Interrupting Infinity Exclusive Commentary. © 2012 by David St.-Lascaux
Museum of Modern Art (MoMA) International Festival of Nonfiction Film and Media
February 16-28, 2012
THE LAST HAT TRICK I experienced at MoMA was Fred Wiseman’s first three films: heavy going in the USA. Video artist / activist Wu Tsang, it would seem, has pulled off another kind of trifecta in New York: works in the Whitney’s Biennial and the New Museum’s “Ungovernables” show, and a world premiere of Wildness in MoMA’s International Festival of Nonfiction Film and Media. At MoMA’s sold-out screening, he received a warm reception, suggesting that his blog entry about “another cold gray manhattan day = missing LA hard ; )” was just slightly unappreciative.
Wildness is a documentary about the Silver Platter, a bar that opened in 1963 in the MacArthur Park neighborhood of Los Angeles. Once a gay bar, the Silver Platter became a haven for a transgendered Latino crowd as the neighborhood changed in the 70s and 80s. In 2008, Tsang and a group of artist, musician and DJ colleagues hosted “Wildness” parties there on Tuesdays, initially confusing the Silver Platter’s regulars, who regarded the newcomers as of a different class (“university”) and race (“blancos of every color”), later literally welcoming them.
Wildness is a sensitive film, filled with humanity and dignity. Its common themes are creativity, community – and disaffection.
In Wildness, the bar’s regulars talk about their lives and their challenges (Paulina Ibarra, a member of the transgendered community, is stabbed to death; years before, one of the owners died of AIDS). An ongoing montage of performances by both the Latino and gringo crowds is voice-over narrated by Mariana Marroquin as the anthropomorphized Silver Platter “herself.”
The Silver Platter’s patrons reflect with profundity, describing their objective “to eradicate homophobia in our community”; how, “when you have to fight for your life every day, it’s hard to dream”; one says, “that has always been my wish: equality and respect”; another, “life moves in and out of me like a wave… but sooner or later we get caught by the tide.”
The Silver Platter’s patrons reflect with profundity; one say, “that has always been my wish: equality and respect.”
The only sour note is Tsang’s self-promotional conflict of interest: Wildness is an autobiographical documentary whose director appears early and often onscreen. The film’s documentation of the Wildness parties inherently promotes Tsang’s commercial endeavors (the Wildness party was solicited, Dan Duray reports in the New York Observer, by the Museum of Contemporary Art, Los Angeles). To regard this as student work is required for absolution.

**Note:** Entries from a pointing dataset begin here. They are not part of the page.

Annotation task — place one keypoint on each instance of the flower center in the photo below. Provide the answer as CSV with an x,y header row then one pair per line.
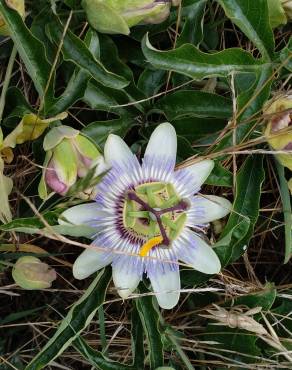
x,y
154,213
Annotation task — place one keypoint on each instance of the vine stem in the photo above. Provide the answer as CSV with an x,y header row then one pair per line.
x,y
7,80
102,329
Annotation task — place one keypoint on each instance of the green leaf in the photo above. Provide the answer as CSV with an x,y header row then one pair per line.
x,y
31,51
220,176
190,61
150,320
77,319
286,55
77,84
249,104
96,358
192,31
204,130
15,316
75,50
99,131
194,103
249,182
151,81
252,17
287,211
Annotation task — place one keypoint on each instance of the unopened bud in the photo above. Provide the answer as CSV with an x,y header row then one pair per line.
x,y
278,131
31,273
111,16
69,156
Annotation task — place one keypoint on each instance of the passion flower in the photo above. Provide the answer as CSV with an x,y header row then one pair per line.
x,y
147,218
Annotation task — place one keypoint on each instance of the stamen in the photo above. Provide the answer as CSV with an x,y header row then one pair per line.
x,y
149,245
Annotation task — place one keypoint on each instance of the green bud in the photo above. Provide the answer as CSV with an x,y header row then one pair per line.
x,y
69,156
31,273
278,131
116,16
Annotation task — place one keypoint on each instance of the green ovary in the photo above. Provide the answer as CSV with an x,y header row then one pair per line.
x,y
143,223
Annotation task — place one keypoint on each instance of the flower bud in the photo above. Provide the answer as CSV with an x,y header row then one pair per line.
x,y
112,16
69,156
16,5
278,131
32,274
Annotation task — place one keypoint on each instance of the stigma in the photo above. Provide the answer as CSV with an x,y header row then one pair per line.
x,y
146,247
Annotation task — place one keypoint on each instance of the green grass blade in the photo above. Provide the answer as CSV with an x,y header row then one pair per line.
x,y
77,319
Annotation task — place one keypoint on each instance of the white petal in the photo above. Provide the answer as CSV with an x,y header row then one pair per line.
x,y
199,172
125,280
116,150
166,287
81,214
163,142
90,261
209,208
200,256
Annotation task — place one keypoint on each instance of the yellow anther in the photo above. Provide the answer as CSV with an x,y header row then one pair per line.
x,y
149,245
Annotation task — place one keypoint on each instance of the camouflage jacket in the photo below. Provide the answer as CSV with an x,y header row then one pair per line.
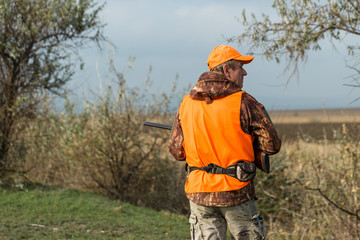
x,y
254,119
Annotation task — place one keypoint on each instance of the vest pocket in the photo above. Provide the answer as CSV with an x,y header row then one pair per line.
x,y
245,171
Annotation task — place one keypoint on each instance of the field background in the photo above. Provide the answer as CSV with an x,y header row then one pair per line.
x,y
83,181
317,124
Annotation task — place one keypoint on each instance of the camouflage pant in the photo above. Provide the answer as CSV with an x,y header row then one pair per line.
x,y
244,222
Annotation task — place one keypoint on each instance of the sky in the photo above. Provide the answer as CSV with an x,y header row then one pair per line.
x,y
176,37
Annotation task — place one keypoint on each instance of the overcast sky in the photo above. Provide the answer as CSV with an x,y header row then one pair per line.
x,y
176,37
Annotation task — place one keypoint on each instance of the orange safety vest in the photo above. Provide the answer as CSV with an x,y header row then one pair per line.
x,y
213,134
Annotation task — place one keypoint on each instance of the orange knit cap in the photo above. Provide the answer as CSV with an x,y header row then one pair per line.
x,y
223,53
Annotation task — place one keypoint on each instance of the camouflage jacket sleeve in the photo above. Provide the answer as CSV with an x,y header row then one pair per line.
x,y
256,121
176,140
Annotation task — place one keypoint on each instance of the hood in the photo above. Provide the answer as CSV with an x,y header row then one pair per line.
x,y
211,86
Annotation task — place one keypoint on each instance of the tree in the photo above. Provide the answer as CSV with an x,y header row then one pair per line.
x,y
302,26
38,42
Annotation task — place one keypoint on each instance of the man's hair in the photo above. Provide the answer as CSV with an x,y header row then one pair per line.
x,y
219,68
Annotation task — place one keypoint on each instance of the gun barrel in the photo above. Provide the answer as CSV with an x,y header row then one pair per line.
x,y
157,125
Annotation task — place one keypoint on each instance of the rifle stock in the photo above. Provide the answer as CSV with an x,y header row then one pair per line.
x,y
261,158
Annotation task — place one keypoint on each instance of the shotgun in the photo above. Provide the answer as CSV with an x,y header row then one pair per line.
x,y
262,160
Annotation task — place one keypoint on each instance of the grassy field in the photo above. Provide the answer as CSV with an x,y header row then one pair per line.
x,y
57,213
318,147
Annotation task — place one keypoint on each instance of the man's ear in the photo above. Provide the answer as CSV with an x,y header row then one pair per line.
x,y
226,70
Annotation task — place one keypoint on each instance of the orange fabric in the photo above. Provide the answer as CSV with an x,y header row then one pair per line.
x,y
213,134
224,53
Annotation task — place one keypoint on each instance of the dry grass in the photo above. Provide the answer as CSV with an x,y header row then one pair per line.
x,y
321,116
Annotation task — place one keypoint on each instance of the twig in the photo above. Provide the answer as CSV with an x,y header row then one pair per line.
x,y
356,214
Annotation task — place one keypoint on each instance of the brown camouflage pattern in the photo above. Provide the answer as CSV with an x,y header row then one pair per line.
x,y
254,119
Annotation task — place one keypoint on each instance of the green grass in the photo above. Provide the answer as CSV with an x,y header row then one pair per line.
x,y
43,213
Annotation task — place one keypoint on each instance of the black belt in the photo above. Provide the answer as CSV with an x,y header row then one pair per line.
x,y
243,171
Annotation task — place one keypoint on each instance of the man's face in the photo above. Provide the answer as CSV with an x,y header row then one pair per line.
x,y
236,74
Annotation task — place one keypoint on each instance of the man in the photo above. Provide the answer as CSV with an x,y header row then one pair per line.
x,y
218,127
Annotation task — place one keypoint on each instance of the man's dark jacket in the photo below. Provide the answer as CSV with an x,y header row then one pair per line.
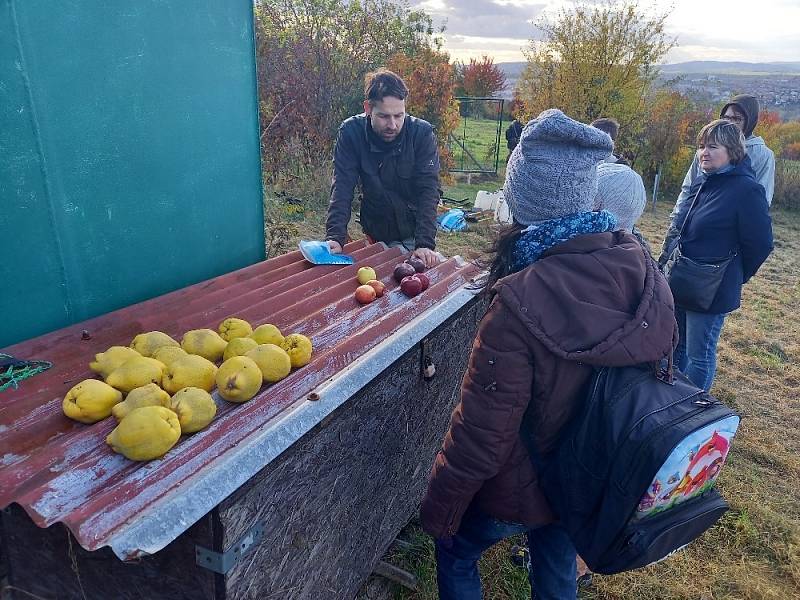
x,y
399,182
730,216
596,300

Wildness is a sensitive film, filled with humanity and dignity. It’s thought-provoking, too, though perhaps not in the way Tsang might have intended. As one observes both crowds – art and transgendered – comingled at the Silver Platter, the common themes evoked are creativity, community and disaffection. The first two are transcendent and tribal, respectively; the third confusing. It’s as if our society’s dreamers don’t wish to accept the responsibility of community life, or can’t see a way to do so, and so choose to escape into the fantasy of life as a party. Or maybe they’re just waiting to be welcomed, literally.